On my daily driver(s) though… tough to say, because I was distribution-hopping for a while. But currently, I seem to have found my home on Arch. I had tried Ubuntu, Linux Mint and a few others every now and then, but at the time always went back to Windows for one reason or another.
But… ironically, since I am now working for a Microsoft Partner and thus play a lot less games and no longer have to send out applications or use specific tools for vocational school or uni or something, I am no longer bound to Windows in my time off, so I have been using Manjaro for a few months at first, before I reinstalled and went to Arch proper.
Debian (testing) at least since 2018 and I don’t plan to switch. Before that I was hopping a bit between ubuntu based distros and manjaro. On servers I always use debian stable.

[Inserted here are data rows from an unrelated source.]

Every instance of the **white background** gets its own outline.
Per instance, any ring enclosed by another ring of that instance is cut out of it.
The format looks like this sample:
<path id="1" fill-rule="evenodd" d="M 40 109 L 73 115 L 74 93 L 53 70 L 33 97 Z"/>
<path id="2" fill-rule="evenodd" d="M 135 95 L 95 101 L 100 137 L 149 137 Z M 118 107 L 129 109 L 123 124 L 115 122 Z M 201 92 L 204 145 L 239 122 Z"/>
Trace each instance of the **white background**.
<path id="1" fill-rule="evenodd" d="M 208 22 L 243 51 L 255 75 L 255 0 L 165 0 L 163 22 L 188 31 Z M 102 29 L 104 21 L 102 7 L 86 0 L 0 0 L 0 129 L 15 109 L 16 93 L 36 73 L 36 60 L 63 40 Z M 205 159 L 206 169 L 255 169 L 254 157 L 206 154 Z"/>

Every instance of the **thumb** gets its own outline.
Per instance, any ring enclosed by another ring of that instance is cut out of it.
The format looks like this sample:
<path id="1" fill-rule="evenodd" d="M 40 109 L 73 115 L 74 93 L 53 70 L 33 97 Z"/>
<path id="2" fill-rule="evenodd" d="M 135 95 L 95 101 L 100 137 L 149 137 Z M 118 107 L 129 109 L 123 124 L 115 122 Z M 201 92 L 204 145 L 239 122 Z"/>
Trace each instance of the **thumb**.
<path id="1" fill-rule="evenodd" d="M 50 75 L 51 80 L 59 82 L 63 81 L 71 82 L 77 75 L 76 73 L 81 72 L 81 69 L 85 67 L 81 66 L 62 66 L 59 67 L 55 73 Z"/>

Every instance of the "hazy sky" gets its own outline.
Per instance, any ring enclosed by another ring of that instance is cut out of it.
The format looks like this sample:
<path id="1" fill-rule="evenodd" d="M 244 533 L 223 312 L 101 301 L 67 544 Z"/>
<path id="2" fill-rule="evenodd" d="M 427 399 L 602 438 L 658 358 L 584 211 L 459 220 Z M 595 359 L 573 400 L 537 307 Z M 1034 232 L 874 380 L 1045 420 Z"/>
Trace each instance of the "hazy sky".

Ahhh, when did Windows 10 come out? I’ve been on mint since then, though I’ve tried live discs/drives of the major distros here and there. I like mint, it works for me.
I’m not much of a distro-hopper. I think I’ve been on just four distros on my daily-driving desktop & laptop since about 1999:
- RedHat (around 1999, starting with 6.0)
- Mandrake (around 2001?)
- Ubuntu (around 2006)
- Arch Linux (around 2012 - today), and no intention to hop. In fact, I recently bought a new PC and installed Arch again. On the previous machine, I installed it once and it rolled nicely its entire lifetime.
My personal server has been running Ubuntu LTS for ages, I might have run debian a long time ago, but I’m not sure anymore. Nowadays I run a container setup, and those are running on Alpine Linux.